About Me

I am a 4th year undergraduate student of Dept. of Computer Science and Technology of Tsinghua University, Beijing, PRC. I am also an incomming Ph.D Student of Prof. Minlie Huang @ Conversational AI Group starting from 2025 Fall. I’m now a research intern at A*STAR’s Centre for Frontier AI Research (CFAR), under the supervision of Prof. Yew-Soon Ong. My research interests lie in LLM safety and trustworthy, and I’m recently working on the mechanism of jailbreaking attack & defense, hallucination and knowledge boundary of LRMs.

News

  • 🎉 Our Paper Guiding not Forcing: Enhancing the Transferability of Jailbreaking Attacks on LLMs via Removing Superfluous Constraints is accepted by ACL 2025 Main! Please refer to our code and paper for more details.

  • 🎉 After months of hard work and collaboration, http://CAMEL-AI.org just release its new project Loong🐉. I’m delighted to be an contributor in it, mainly leading the safety and security domain team. I believe verifiable synthesis for complex questions will be an highly important issue for future LLM development. Here is our project link.
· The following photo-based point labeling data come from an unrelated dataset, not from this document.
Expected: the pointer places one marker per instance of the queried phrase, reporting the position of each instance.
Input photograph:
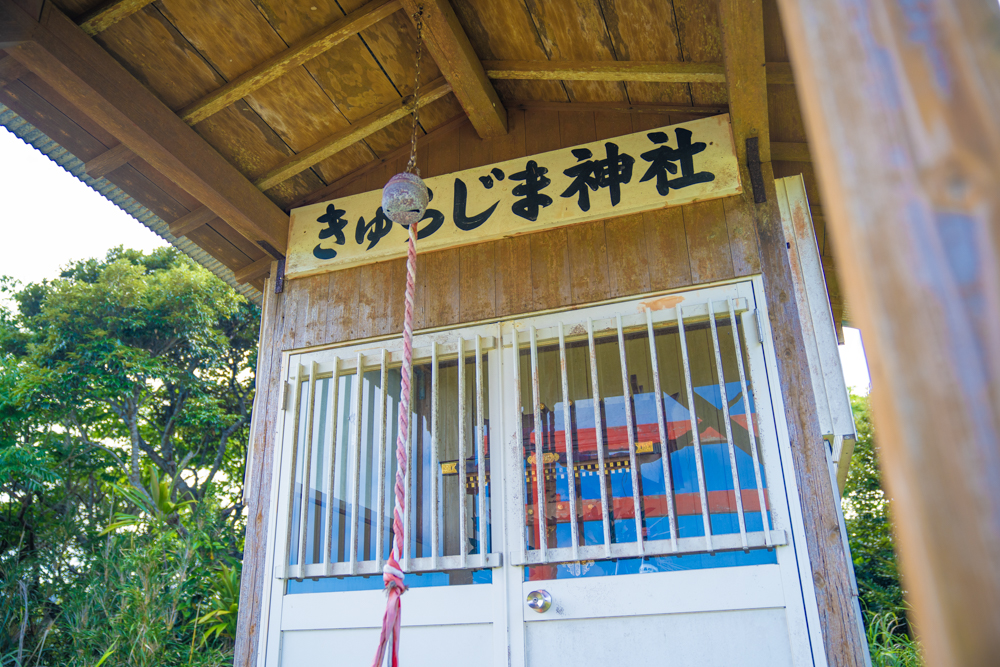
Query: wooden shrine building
(629, 427)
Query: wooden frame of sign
(669, 166)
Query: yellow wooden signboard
(670, 166)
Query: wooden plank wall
(667, 249)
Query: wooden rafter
(742, 28)
(108, 161)
(330, 190)
(616, 107)
(253, 270)
(10, 71)
(790, 151)
(452, 51)
(94, 82)
(300, 53)
(573, 70)
(196, 219)
(779, 73)
(106, 16)
(623, 70)
(337, 142)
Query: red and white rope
(392, 573)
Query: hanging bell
(405, 198)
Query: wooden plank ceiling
(298, 95)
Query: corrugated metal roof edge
(38, 140)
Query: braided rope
(392, 573)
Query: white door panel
(421, 646)
(723, 521)
(748, 638)
(749, 587)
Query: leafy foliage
(867, 513)
(125, 394)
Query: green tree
(868, 516)
(125, 394)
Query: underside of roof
(217, 118)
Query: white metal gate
(619, 465)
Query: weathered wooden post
(900, 103)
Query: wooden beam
(349, 135)
(569, 70)
(93, 81)
(275, 67)
(186, 224)
(783, 151)
(253, 270)
(16, 26)
(779, 74)
(10, 71)
(452, 51)
(108, 161)
(899, 102)
(617, 107)
(107, 15)
(328, 191)
(742, 27)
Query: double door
(585, 486)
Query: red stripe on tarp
(686, 504)
(617, 436)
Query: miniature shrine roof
(289, 100)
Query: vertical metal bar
(306, 470)
(750, 427)
(543, 529)
(435, 458)
(297, 402)
(519, 431)
(355, 458)
(599, 432)
(568, 441)
(380, 512)
(408, 478)
(699, 465)
(480, 451)
(729, 427)
(463, 540)
(630, 428)
(328, 518)
(661, 422)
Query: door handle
(540, 601)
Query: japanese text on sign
(669, 166)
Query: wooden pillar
(900, 100)
(742, 24)
(259, 475)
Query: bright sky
(49, 219)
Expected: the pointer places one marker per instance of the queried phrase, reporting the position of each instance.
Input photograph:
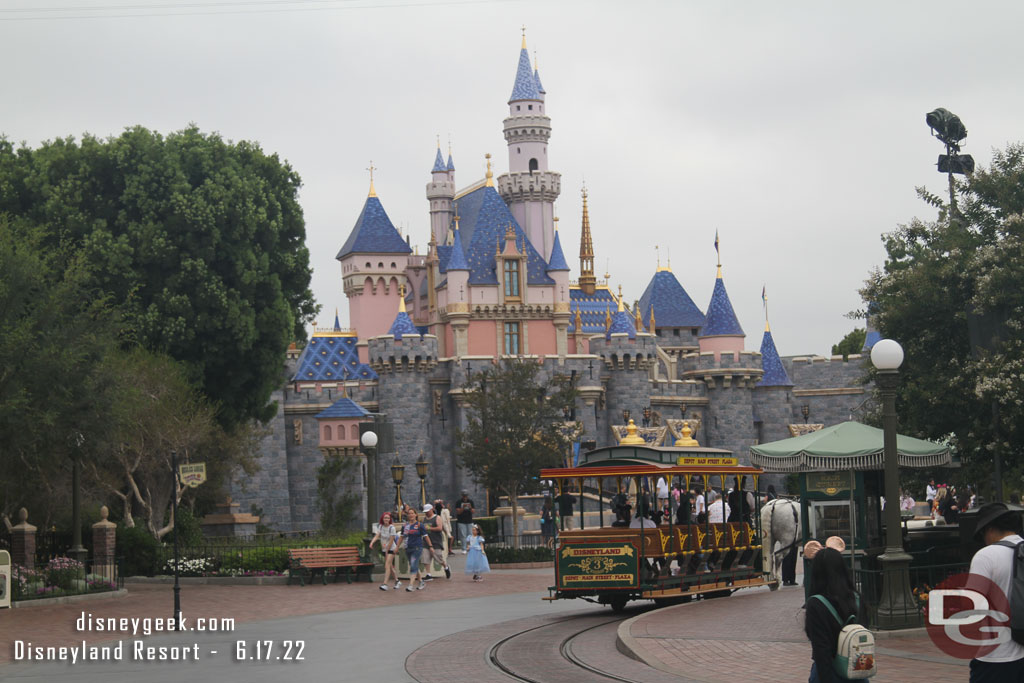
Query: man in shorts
(434, 552)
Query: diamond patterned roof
(374, 232)
(483, 220)
(623, 322)
(592, 309)
(557, 261)
(525, 84)
(331, 358)
(775, 374)
(721, 319)
(438, 163)
(344, 408)
(402, 326)
(458, 259)
(673, 306)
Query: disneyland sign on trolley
(968, 616)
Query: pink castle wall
(542, 338)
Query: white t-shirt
(996, 563)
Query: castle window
(512, 339)
(511, 279)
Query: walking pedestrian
(830, 585)
(999, 528)
(416, 537)
(388, 538)
(433, 553)
(464, 518)
(476, 562)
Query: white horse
(779, 524)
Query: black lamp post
(174, 514)
(897, 608)
(77, 549)
(369, 441)
(421, 470)
(397, 474)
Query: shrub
(140, 551)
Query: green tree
(515, 427)
(55, 331)
(852, 343)
(939, 273)
(200, 242)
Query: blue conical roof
(438, 163)
(457, 258)
(525, 84)
(402, 326)
(622, 323)
(775, 374)
(673, 306)
(557, 260)
(374, 232)
(721, 319)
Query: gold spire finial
(372, 168)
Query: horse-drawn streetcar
(624, 550)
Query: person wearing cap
(434, 551)
(464, 518)
(998, 526)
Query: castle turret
(529, 188)
(374, 259)
(440, 195)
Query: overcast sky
(797, 129)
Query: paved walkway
(759, 636)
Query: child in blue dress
(476, 560)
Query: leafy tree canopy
(516, 426)
(851, 343)
(198, 241)
(943, 280)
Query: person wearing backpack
(998, 526)
(832, 623)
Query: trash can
(5, 568)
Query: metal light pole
(77, 549)
(369, 441)
(174, 514)
(897, 608)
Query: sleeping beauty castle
(496, 284)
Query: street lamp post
(369, 441)
(896, 608)
(421, 470)
(397, 474)
(77, 550)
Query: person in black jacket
(829, 578)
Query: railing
(923, 580)
(62, 575)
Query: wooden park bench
(303, 561)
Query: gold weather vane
(372, 168)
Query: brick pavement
(54, 625)
(760, 635)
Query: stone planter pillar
(104, 546)
(23, 542)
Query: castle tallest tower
(529, 188)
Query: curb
(211, 581)
(70, 599)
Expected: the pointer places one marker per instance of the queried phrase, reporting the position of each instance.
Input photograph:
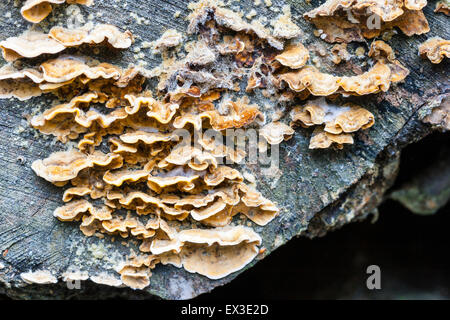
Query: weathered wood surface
(318, 191)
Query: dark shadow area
(411, 251)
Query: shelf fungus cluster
(32, 44)
(354, 20)
(334, 124)
(37, 10)
(146, 166)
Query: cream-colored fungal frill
(32, 44)
(294, 56)
(443, 6)
(52, 75)
(37, 10)
(62, 166)
(276, 132)
(337, 121)
(435, 49)
(171, 38)
(385, 71)
(354, 20)
(214, 253)
(38, 277)
(321, 139)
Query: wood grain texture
(318, 191)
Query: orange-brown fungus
(354, 20)
(37, 10)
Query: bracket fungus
(346, 21)
(214, 253)
(38, 277)
(337, 121)
(32, 44)
(37, 10)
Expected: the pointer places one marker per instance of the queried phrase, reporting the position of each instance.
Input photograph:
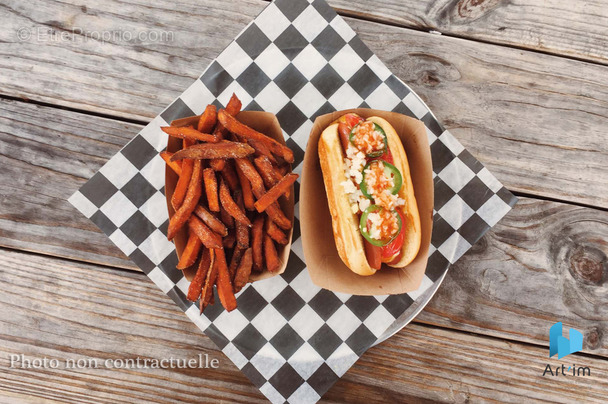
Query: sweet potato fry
(217, 164)
(243, 271)
(182, 184)
(270, 255)
(229, 175)
(246, 189)
(257, 187)
(224, 286)
(283, 169)
(269, 173)
(190, 253)
(211, 189)
(191, 199)
(176, 166)
(187, 143)
(226, 218)
(230, 206)
(210, 220)
(242, 230)
(229, 240)
(244, 131)
(249, 171)
(234, 261)
(207, 236)
(262, 150)
(187, 132)
(196, 286)
(257, 240)
(275, 192)
(188, 121)
(208, 119)
(207, 293)
(223, 150)
(275, 233)
(234, 105)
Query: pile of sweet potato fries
(230, 180)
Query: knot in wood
(589, 265)
(475, 9)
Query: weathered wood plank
(61, 309)
(574, 29)
(125, 76)
(545, 262)
(46, 154)
(537, 121)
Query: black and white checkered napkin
(297, 59)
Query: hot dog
(375, 217)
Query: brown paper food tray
(325, 267)
(263, 122)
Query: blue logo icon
(562, 346)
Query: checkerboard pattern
(297, 59)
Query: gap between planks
(138, 272)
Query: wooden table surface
(522, 84)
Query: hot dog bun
(345, 223)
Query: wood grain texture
(46, 155)
(545, 262)
(562, 27)
(129, 74)
(537, 121)
(80, 311)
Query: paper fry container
(325, 267)
(263, 122)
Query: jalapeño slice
(389, 170)
(365, 232)
(375, 153)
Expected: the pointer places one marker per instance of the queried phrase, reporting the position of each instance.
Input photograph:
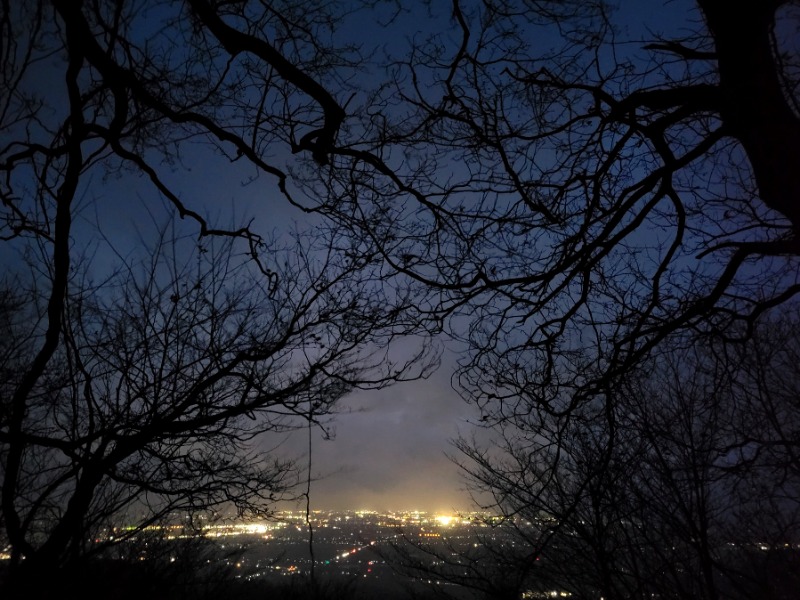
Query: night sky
(390, 446)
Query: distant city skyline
(403, 463)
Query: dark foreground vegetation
(220, 217)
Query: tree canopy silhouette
(569, 199)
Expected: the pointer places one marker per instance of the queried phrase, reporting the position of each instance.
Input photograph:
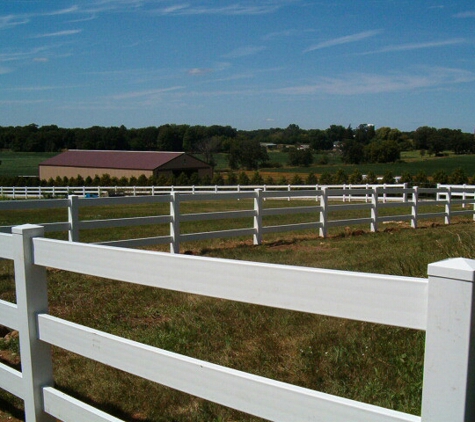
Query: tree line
(231, 178)
(363, 144)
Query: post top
(26, 227)
(454, 268)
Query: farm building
(122, 164)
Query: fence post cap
(26, 227)
(454, 268)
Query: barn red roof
(130, 160)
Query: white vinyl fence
(377, 202)
(442, 305)
(42, 192)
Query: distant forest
(357, 145)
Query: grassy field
(372, 363)
(22, 163)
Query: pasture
(372, 363)
(26, 164)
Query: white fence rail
(442, 305)
(448, 202)
(41, 192)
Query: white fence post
(449, 365)
(73, 218)
(374, 210)
(32, 299)
(448, 205)
(415, 207)
(324, 212)
(175, 223)
(257, 238)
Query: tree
(356, 177)
(257, 179)
(296, 180)
(311, 179)
(458, 177)
(247, 153)
(388, 177)
(340, 177)
(243, 179)
(382, 152)
(326, 178)
(352, 152)
(421, 137)
(440, 176)
(300, 157)
(371, 178)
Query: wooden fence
(377, 202)
(442, 305)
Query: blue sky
(248, 64)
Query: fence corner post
(324, 212)
(374, 209)
(448, 205)
(73, 218)
(32, 299)
(449, 362)
(415, 207)
(175, 222)
(257, 237)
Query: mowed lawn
(376, 364)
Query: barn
(119, 164)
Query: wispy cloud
(242, 8)
(59, 33)
(284, 34)
(343, 40)
(468, 14)
(146, 93)
(198, 71)
(417, 46)
(66, 11)
(10, 21)
(243, 52)
(369, 83)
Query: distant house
(122, 164)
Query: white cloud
(369, 83)
(418, 46)
(10, 21)
(146, 93)
(71, 9)
(243, 52)
(343, 40)
(199, 71)
(247, 8)
(468, 14)
(59, 33)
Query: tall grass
(367, 362)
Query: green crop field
(26, 164)
(367, 362)
(22, 163)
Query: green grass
(22, 163)
(372, 363)
(412, 165)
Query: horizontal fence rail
(451, 201)
(27, 192)
(440, 305)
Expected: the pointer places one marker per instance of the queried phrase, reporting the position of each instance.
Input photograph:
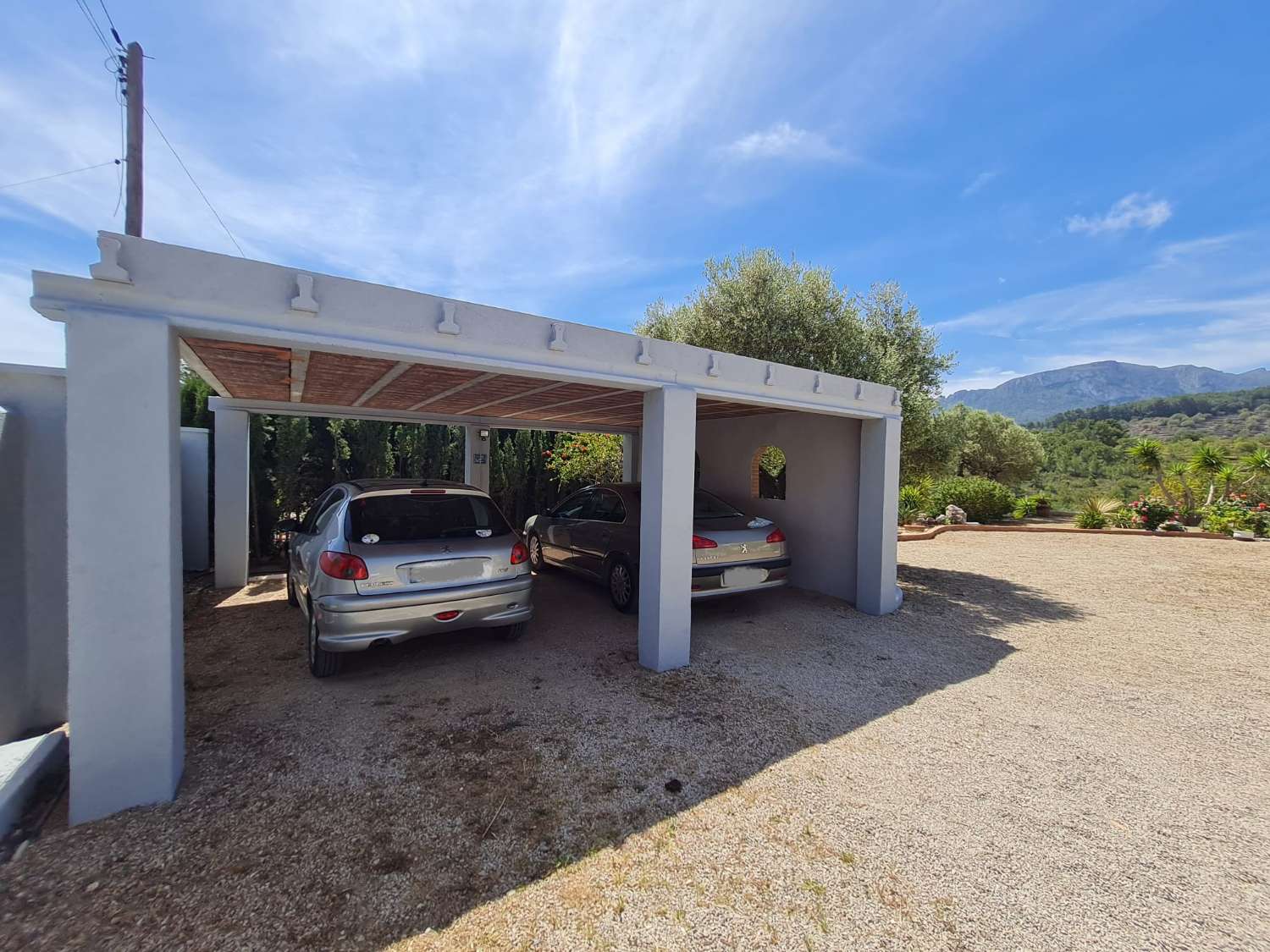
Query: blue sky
(1051, 183)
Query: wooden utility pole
(135, 91)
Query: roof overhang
(279, 339)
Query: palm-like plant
(1227, 475)
(1256, 465)
(1180, 474)
(1208, 461)
(1150, 456)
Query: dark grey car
(596, 533)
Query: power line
(94, 25)
(195, 183)
(111, 20)
(58, 175)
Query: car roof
(378, 485)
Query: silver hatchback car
(383, 561)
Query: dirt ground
(1058, 743)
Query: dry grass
(1057, 743)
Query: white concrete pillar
(665, 527)
(127, 701)
(477, 457)
(231, 476)
(876, 592)
(630, 457)
(196, 540)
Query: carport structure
(272, 339)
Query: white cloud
(978, 183)
(784, 141)
(1138, 210)
(28, 337)
(982, 378)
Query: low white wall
(822, 487)
(33, 551)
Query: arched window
(767, 474)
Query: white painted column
(195, 532)
(630, 457)
(665, 527)
(231, 477)
(477, 457)
(127, 701)
(876, 592)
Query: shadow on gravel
(431, 779)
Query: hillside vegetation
(1087, 451)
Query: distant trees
(759, 305)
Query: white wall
(822, 485)
(196, 542)
(32, 548)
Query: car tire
(538, 560)
(622, 586)
(511, 632)
(322, 663)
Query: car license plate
(743, 575)
(444, 570)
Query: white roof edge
(223, 296)
(32, 368)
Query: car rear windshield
(406, 517)
(708, 507)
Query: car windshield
(406, 517)
(708, 507)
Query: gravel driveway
(1057, 743)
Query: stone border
(939, 530)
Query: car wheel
(511, 632)
(538, 560)
(322, 663)
(622, 586)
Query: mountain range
(1036, 396)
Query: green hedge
(983, 500)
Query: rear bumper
(355, 622)
(708, 579)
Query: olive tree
(759, 305)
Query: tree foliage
(990, 444)
(759, 305)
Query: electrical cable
(195, 183)
(58, 175)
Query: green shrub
(1028, 507)
(1150, 513)
(1226, 515)
(1097, 512)
(983, 500)
(912, 502)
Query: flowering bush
(586, 457)
(1226, 515)
(1150, 513)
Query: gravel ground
(1058, 743)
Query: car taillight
(342, 565)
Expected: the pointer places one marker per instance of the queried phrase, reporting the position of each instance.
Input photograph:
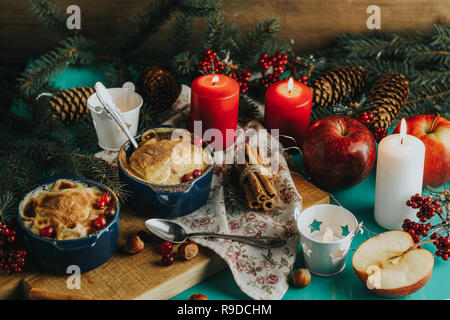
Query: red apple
(338, 152)
(434, 131)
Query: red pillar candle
(215, 102)
(288, 108)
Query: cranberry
(99, 223)
(48, 232)
(196, 173)
(106, 198)
(187, 177)
(168, 259)
(100, 204)
(166, 247)
(110, 212)
(198, 141)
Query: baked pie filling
(67, 210)
(162, 161)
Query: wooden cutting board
(140, 276)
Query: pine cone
(340, 85)
(386, 99)
(159, 87)
(71, 104)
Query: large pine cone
(340, 85)
(386, 98)
(71, 104)
(158, 87)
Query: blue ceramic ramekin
(55, 256)
(164, 201)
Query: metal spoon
(108, 103)
(173, 232)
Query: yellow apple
(388, 266)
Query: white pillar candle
(399, 176)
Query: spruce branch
(73, 50)
(7, 202)
(199, 8)
(51, 16)
(184, 66)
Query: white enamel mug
(110, 136)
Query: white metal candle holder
(326, 233)
(110, 135)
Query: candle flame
(402, 130)
(290, 84)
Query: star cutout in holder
(337, 255)
(315, 225)
(345, 230)
(306, 250)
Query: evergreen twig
(52, 18)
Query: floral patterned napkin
(259, 273)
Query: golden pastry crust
(66, 206)
(164, 162)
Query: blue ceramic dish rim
(157, 187)
(95, 236)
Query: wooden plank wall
(312, 23)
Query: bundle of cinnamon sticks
(257, 181)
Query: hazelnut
(134, 245)
(198, 296)
(143, 235)
(301, 278)
(188, 250)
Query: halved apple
(387, 268)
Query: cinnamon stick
(267, 184)
(252, 203)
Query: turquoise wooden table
(359, 200)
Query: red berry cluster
(211, 63)
(190, 176)
(428, 208)
(379, 133)
(442, 245)
(277, 62)
(165, 248)
(6, 234)
(11, 260)
(304, 79)
(426, 205)
(365, 117)
(242, 79)
(416, 229)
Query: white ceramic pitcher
(110, 136)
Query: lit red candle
(288, 108)
(215, 102)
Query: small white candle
(328, 236)
(399, 176)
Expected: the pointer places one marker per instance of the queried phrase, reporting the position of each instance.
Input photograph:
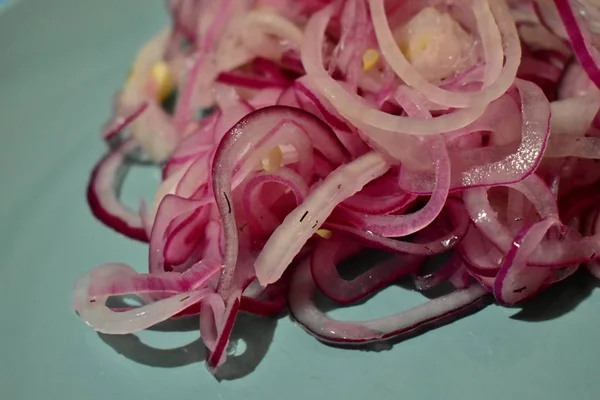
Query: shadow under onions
(559, 299)
(250, 341)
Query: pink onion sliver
(439, 245)
(588, 56)
(303, 222)
(96, 314)
(384, 126)
(516, 281)
(326, 277)
(323, 327)
(442, 274)
(239, 142)
(403, 225)
(502, 78)
(170, 208)
(102, 194)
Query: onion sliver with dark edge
(103, 193)
(432, 313)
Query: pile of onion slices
(293, 135)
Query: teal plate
(60, 62)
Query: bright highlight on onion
(293, 135)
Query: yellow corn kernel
(324, 233)
(164, 79)
(370, 59)
(416, 46)
(272, 162)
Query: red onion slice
(587, 54)
(403, 225)
(304, 221)
(516, 281)
(432, 313)
(326, 255)
(103, 189)
(89, 299)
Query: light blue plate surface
(60, 62)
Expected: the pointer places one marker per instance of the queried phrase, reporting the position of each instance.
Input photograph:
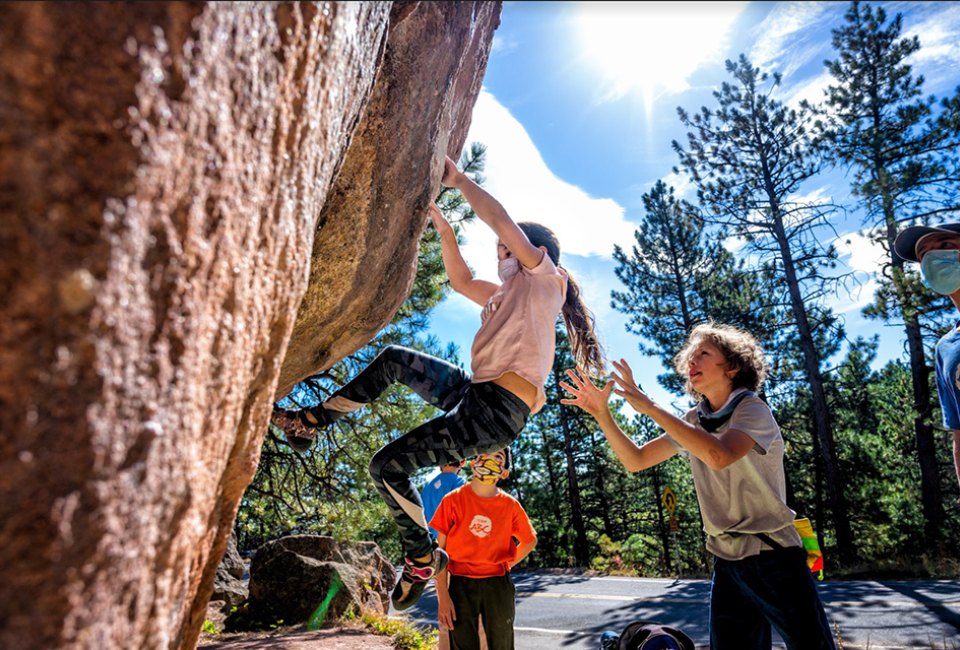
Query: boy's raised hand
(439, 221)
(591, 399)
(628, 388)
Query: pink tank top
(518, 330)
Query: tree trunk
(919, 376)
(580, 554)
(821, 415)
(661, 526)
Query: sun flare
(652, 48)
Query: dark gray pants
(477, 419)
(494, 598)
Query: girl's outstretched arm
(461, 279)
(595, 402)
(493, 214)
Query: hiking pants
(494, 598)
(774, 587)
(477, 419)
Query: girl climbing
(484, 410)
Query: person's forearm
(490, 211)
(457, 270)
(698, 442)
(523, 550)
(443, 585)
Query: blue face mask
(941, 271)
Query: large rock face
(163, 172)
(426, 87)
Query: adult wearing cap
(937, 249)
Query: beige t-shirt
(518, 332)
(748, 496)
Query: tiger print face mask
(488, 469)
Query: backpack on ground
(646, 635)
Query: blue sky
(578, 111)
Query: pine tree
(678, 276)
(904, 164)
(749, 159)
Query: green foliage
(678, 275)
(404, 634)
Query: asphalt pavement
(570, 610)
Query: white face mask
(508, 268)
(941, 271)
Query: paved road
(570, 611)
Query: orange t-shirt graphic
(480, 531)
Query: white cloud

  • 🎉 AISafetyLab github repo released, please give us a star QwQ.

Publications

Conference Papers

  • Yang, J.*, Zhang, Z.*, Cui, S., Wang, H., & Huang, M. (2025). Guiding not Forcing: Enhancing the Transferability of Jailbreaking Attacks on LLMs via Removing Superfluous Constraints. ACL 2025 (Long Paper). link
  • Zhang, Z.*, Yang, J.*, Ke, P., Mi, F., Wang, H., & Huang, M. (2023). Defending large language models against jailbreaking attacks through goal prioritization. ACL 2024 (Long Paper). link

Preprints

  • Zhang, Z.*, Lei, L.*, Yang, J.*, … , & Huang, M. (2025). AISafetyLab: A Comprehensive Framework for AI Safety Evaluation and Improvement. link
  • Zhang, Z.*, Yang, J.*, Ke, P., Cui, S., Zheng, C., Wang, H., & Huang, M. (2024). Safe unlearning: A surprisingly effective and generalizable solution to defend against jailbreak attacks. link
  • Zhang, Z., Cui, S., Lu, Y., Zhou, J., Yang, J., Wang, H., & Huang, M. (2024). Agent-SafetyBench: Evaluating the Safety of LLM Agents. link.
  • Jia, X., … , Yang, J., … , & Zhao, Z. (2024). Global Challenge for Safe and Secure LLMs Track 1. link

Teaching

I was a TA for the following undergraduate courses:

  • Artificial Neural Network (2024 Fall)
  • Linear Algebra (2024 Fall)

Honors and Awards

  • 3rd Prize Winner of the Global Challenge for Safe and Secure LLMs (Track 1)
  • Academic Excellence in Research Award of Tsinghua University, 2023.09-2024.09
  • Meritorious Winner of Mathematical Contest In Modeling Certificate of Achievement, 2023
  • Comprehensive Scholarship of Tsinghua University, 2022.09-2023.09
  • Comprehensive Scholarship of Tsinghua University, 2021.09-2022.09

Educations

  • 2021.09-now, Tsinghua University, Beijing, China. Undergraduate Student.
  • 2018.09-2021.06, Urumqi No.1 Senior High School, Xinjiang, China. High school Student.